A: Using exceptions to procure information or to alter control flow is definitely the anti-pattern. Just consider
this case. You have caught a custom exception and you are ready to do what it says. Now – how do you know that
the exception was thrown by the entity you expected? Exceptions can jump over activation frames. You are certainly not
going to inspect call stack from the exception object to discover which function has thrown it.
This analysis can
go much deeper than this. Maybe it is enough to think of catching specific exceptions as breaking encapsulation of the
called code and knowing too much about its implementation. That is rigid and fragile and it breaks principles of OO
programming - which is not the problem in itself, but then you won’t have any benefits of OO like polymorphic
execution.
Q: Since preconditions have been rephrased as declarative code, can we use attributes to define contracts? Any frameworks for doing this?
A: PostSharp tool is defining contracts through use of attributes. However, keep in mind that attributes must be
compile-time constant, and therefore you cannot pass just any expression as an attribute-based contract.
However,
it is possible to cope with that (in theory). You could use static attribute to somehow point to another method which
contains more elaborate contract verification code.
Q: Briefly, what was the purpose of the private ContractException?
A: Primary fear from throwing exceptions when precondition/postcondition is violated is that somebody might catch
that exception and forget to rethrow it. In that way, operation might continue to run, even though we have just found
sufficient reason to terminate it.
That is the reason why in Debug mode many developers opt to assert, i.e. to kill
entire process, rather than throw an exception. But then, in production, killing the process is not the most user
friendly behavior we could come up with, and for that reason we may decide to throw exceptions instead.
But then,
we don’t want to throw an exception which can be explicitly listed in the catch block. We don’t want
anyone to catch that exception for any reason. In order to catch a private exception, you must catch its base
System.Exception instead. And it makes sense to expect that nobody will ever catch System.Exception deep inside code.

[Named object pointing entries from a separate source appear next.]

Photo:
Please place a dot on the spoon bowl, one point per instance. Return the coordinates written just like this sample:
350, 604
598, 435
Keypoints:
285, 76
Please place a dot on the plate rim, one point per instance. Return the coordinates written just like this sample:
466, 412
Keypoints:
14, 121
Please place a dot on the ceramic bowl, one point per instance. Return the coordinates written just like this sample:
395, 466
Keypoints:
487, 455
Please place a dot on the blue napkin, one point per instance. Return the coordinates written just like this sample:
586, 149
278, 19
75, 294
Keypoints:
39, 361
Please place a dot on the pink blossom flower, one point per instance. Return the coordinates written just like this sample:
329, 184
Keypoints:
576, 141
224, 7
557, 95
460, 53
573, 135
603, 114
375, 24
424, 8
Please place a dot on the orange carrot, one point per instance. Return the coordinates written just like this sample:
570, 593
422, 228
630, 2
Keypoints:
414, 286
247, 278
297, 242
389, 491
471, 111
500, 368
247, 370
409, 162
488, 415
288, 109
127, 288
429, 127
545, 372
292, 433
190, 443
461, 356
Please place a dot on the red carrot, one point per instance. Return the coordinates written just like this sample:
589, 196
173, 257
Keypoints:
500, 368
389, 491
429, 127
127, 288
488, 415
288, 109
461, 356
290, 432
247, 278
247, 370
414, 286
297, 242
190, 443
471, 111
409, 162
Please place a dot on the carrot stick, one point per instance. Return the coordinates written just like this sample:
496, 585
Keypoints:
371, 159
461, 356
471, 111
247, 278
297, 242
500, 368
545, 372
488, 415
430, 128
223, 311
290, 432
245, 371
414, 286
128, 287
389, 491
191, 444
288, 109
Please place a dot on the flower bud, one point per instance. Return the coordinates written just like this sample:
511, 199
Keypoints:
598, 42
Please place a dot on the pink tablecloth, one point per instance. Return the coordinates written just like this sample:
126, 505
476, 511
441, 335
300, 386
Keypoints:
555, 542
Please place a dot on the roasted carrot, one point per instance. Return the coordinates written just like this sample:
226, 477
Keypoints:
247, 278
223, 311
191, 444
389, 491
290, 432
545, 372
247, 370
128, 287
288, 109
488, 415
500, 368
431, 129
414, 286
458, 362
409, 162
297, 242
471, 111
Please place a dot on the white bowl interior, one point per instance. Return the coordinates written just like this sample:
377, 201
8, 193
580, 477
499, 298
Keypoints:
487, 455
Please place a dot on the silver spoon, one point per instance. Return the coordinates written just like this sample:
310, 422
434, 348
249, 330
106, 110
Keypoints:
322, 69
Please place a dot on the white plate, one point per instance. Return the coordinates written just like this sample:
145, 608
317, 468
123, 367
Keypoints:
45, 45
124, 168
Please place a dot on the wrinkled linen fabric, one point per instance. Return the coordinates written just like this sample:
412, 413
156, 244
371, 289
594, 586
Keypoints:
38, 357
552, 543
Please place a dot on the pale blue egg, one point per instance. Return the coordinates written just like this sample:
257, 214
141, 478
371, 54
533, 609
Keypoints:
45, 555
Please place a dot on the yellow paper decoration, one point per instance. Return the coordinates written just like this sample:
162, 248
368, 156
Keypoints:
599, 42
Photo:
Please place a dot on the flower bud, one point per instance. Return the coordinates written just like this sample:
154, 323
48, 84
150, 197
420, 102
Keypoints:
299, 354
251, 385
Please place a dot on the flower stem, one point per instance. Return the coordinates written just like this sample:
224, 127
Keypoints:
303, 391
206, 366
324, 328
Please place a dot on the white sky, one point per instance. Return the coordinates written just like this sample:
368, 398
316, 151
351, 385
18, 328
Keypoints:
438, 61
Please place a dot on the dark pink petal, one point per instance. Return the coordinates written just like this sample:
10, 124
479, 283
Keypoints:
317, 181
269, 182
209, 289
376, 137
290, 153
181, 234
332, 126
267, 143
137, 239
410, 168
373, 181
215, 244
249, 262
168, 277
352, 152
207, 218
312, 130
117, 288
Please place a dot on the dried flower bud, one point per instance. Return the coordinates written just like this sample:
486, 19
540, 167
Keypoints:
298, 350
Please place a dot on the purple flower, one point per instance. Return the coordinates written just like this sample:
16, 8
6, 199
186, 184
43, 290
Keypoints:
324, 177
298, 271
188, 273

That is the justification behind private exception class.
Q: If you want to access a resource such as database and you split it to two function: One to check whether there is a value, and another to fetch the value. This will use expensive resource twice, so maybe here return nullable value is ok?
A: Database access is not subject to Design by Contract. Database is to our code just another outer system and we are dealing with it with all precautions we would make in any other case. You have to catch exceptions coming out from the database because you have no idea what might go wrong there (like deadlocks or timeouts, or even plain failures such as corrupt index).
Then the question how to deal with a nonexistent value where it was expected becomes easier. You just query the database as it is. Then turn concrete data into concrete objects. And then those objects would be subject to Design by Contract. If an object requires a value, and you got nothing from the database, then don’t call the method and take a recovery course instead. Otherwise, if you try to invoke the method with null reference, just because database returned no rows, the called object would preserve right to explode.
About the speaker, Zoran Horvat
After fifteen years in development and after leading a dozen of development teams, Zoran has turned to training, publishing and recording video courses for Pluralsight, eager to share practical experience with fellow programmers. Zoran is currently working as CEO and principal consultant at Coding Helmet Consultancy, a startup he has established to streamline in-house training and production of video courses. Zoran's blog.